Herkunft der Zutaten
- Kürbis: Der Hokkaido stammt ursprünglich aus Japan, hat aber längst seinen festen Platz in der europäischen Herbstküche gefunden. Sein süßliches, nussiges Aroma macht ihn ideal für herzhafte und süße Gerichte, und die zarte Schale kann bei vielen Rezepten einfach mitgegessen werden – praktisch und lecker zugleich.
- Salbei: Wird schon seit Jahrhunderten als Heil- und Würzkraut verwendet – bekannt für seine ätherischen Öle und sein intensives Aroma. In der Küche verleiht er cremigen Füllungen oder gebratenem Gemüse eine besondere, warme Note, die typisch für den Herbst ist.
- Ricotta & Parmesan: Typisch italienische Klassiker, die in Kombination eine cremige, aromatische Füllung ergeben. Der Ricotta sorgt für sanfte Leichtigkeit, während der Parmesan würzige Tiefe hinzufügt – zusammen eine perfekte Harmonie.
- Airfryer-Technik: Moderne Heißlufttechnologie trifft traditionelle Küche – für weniger Fett, aber volles Aroma. So gelingen die Kürbis-Ravioli außen knusprig, innen zart, ohne stundenlang am Herd zu stehen. Ideal für alle, die Genuss und Effizienz verbinden möchten.
Besonderheiten
- Knusprig statt fettig: Durch die Airfryer-Zubereitung sparst du bis zu 70 % Fett gegenüber dem klassischen Braten. Gesünder, leichter und trotzdem unwiderstehlich knusprig. So kannst du herzhafte Gerichte genießen, ohne schlechtes Gewissen.
- Schnell & einfach: Kein Topfchaos, keine lange Garzeit. Ideal für den Feierabend oder spontane Gäste. Selbst Einsteiger in der Küche erzielen damit tolle Ergebnisse, ohne viel Vorbereitung.
- Saisonal & nachhaltig: Kürbis ist ein echtes Herbstgemüse, regional erhältlich und unterstützt bewusste Ernährung. Außerdem trägt die Nutzung saisonaler Produkte zu weniger Lebensmittelverschwendung bei.
- Meal Prep geeignet: Die Ravioli lassen sich wunderbar vorbereiten und später im Airfryer kurz aufknuspern, sodass frischer Genuss jederzeit schnell bereitsteht. Perfekt für stressfreie Mittag- oder Abendessen unter der Woche. So sparst du Zeit und hast immer ein leckeres, saisonales Gericht griffbereit.
Fazit
Diese gebackenen Kürbis-Ravioli mit Salbei-Butter sind der Inbegriff herbstlicher Wohlfühlküche – goldbraun, cremig, würzig und dabei herrlich leicht. Der Airfryer sorgt für die perfekte Balance zwischen Knusprigkeit und Zartheit, ganz ohne viel Öl oder Aufwand.

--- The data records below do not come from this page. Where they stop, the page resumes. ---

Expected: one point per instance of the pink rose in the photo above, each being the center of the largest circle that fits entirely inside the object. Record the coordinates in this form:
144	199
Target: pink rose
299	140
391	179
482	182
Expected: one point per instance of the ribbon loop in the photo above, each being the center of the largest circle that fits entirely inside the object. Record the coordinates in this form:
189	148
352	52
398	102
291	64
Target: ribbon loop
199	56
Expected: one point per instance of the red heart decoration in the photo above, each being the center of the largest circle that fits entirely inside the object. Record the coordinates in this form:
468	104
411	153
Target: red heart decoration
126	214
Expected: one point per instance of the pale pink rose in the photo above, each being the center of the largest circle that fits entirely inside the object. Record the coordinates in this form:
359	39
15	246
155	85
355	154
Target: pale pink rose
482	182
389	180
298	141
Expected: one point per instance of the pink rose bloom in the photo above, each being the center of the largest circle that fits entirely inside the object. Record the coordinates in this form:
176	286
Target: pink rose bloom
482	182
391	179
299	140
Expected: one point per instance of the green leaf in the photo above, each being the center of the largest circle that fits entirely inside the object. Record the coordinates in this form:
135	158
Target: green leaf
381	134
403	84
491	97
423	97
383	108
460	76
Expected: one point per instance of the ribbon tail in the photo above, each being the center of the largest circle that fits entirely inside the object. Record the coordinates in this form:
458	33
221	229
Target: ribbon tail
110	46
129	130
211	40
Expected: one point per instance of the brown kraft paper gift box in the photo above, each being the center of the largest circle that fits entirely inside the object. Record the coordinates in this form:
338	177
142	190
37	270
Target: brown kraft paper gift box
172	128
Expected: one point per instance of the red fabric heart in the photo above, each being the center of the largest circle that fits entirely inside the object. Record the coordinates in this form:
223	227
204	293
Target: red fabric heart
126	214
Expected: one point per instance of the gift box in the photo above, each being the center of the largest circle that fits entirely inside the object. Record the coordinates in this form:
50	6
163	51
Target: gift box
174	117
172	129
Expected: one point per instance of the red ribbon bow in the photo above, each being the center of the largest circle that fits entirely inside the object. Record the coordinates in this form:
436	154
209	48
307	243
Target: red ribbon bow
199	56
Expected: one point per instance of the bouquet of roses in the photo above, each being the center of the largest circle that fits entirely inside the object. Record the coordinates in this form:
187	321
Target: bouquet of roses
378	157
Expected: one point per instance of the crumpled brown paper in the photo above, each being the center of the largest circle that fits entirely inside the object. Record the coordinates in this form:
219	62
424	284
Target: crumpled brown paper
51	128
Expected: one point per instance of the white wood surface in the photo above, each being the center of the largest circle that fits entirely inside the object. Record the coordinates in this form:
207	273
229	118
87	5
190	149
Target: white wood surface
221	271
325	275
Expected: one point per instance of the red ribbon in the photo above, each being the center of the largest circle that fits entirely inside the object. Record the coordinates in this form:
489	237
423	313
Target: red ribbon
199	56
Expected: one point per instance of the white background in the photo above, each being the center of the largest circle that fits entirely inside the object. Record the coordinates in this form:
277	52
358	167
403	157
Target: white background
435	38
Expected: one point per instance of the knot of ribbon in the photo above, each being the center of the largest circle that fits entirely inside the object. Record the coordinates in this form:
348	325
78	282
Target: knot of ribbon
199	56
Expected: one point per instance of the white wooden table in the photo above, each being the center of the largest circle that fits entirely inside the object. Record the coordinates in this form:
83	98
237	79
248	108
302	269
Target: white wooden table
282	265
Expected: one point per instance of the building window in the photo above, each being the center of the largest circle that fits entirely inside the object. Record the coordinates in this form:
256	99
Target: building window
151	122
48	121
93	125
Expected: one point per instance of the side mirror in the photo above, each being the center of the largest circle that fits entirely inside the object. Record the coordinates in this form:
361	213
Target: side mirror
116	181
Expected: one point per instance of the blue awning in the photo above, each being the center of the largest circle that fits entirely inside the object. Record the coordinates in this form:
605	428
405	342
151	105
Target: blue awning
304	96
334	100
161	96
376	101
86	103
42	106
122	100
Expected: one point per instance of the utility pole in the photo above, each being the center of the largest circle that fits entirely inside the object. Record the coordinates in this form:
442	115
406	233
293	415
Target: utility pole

Wer Lust auf Abwechslung hat, kann mit Füllungen und Toppings kreativ werden: Von Pilzen über Spinat bis zu Walnüssen ist alles möglich. So wird aus einem einfachen Rezept ein echtes Lieblingsgericht, das man immer wieder neu entdecken kann. Ideal auch für Gäste, Lunchboxen oder ein gemütliches Abendessen. Und dank des schnellen Airfryer-Ergebnisses bleibt mehr Zeit, den Herbst zu genießen. Außerdem lässt sich das Rezept wunderbar variieren: Mit etwas frisch geriebenem Parmesan, einem Spritzer Zitrone oder einem Hauch Chili entsteht immer wieder eine neue Geschmacksrichtung, die kleine und große Genießer gleichermaßen begeistert.